Tuesday, April 02, 2013

Ruminating on Availability and Reliability

High availability is a function of both hardware + software combined. In order to design a highly available infrastructure, we have to ensure that all the components are made highly available and not just the database or app servers. This includes the network switches, SSO servers, power supply, etc.

The availability of each component is calculated and then we typically multiply the availabilities of all components together to get the overall availability, usually expressed as a percentage.
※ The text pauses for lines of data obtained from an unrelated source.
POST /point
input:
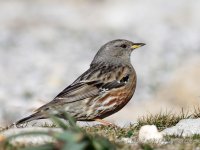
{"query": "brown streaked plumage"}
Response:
(105, 88)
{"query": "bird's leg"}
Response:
(104, 122)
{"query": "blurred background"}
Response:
(46, 44)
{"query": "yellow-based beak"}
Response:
(137, 45)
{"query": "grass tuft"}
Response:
(162, 120)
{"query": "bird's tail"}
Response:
(35, 116)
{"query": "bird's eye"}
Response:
(123, 46)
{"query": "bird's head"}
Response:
(116, 51)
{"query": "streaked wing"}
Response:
(84, 88)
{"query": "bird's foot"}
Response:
(106, 123)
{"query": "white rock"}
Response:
(149, 133)
(185, 128)
(127, 140)
(29, 139)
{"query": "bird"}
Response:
(104, 89)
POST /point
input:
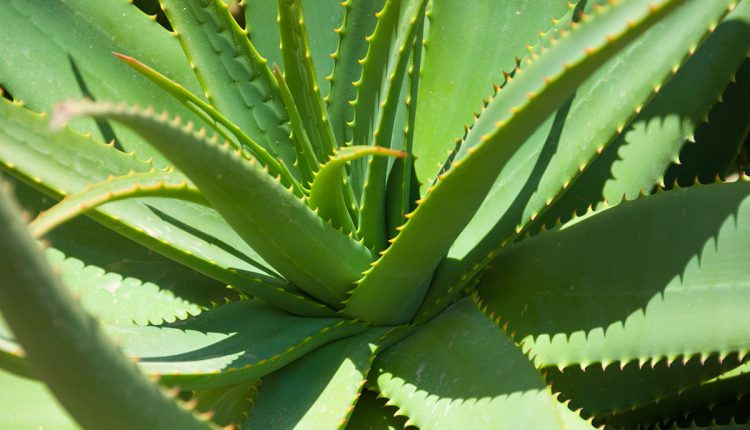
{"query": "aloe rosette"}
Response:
(374, 214)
Common patterns for high availability are: Clustering & load-balancing, data replication (near real time), warm standby servers, effective DR strategy, etc. From an application architecture perspective availability would depend on effective caching, memory management, hardened security mechanisms, etc.

Application downtime occurs not just because of hardware failures, but could be due to lack of adequate testing (including unit testing, integration testing, performance testing, etc.) It's also very important to have proper monitoring mechanisms in place to proactively detect failures, performance issues, etc.

So how is availability typically measured? It is expressed as a percentage; for e.g. 99.9% availability.
To calculate the availability of a component, we need to understand the following 2 concepts:

Mean Time Between Failure (MTBF): It is defined as the average length of time the application runs before failing. Formula: Total Hours Ran / No. of failures (count)

Mean Time To Recovery (MTTR): It is defined as the average length of time needed to repair and restore service after a failure. Formula: Hours spend on repair / Failure Count

Formula: Availability = (MTBF / (MTBF + MTTR)) X 100

Using the above formula, we get the following percentages:

3 nines (99.9% availability) represents about ~ 9 hours of service outage in a single year. 
4 nines (99.99% availability) come to ~ 1 hour of outage in a year. 
5 nines (99.999% availability) represents only about 5 minutes of outage per year.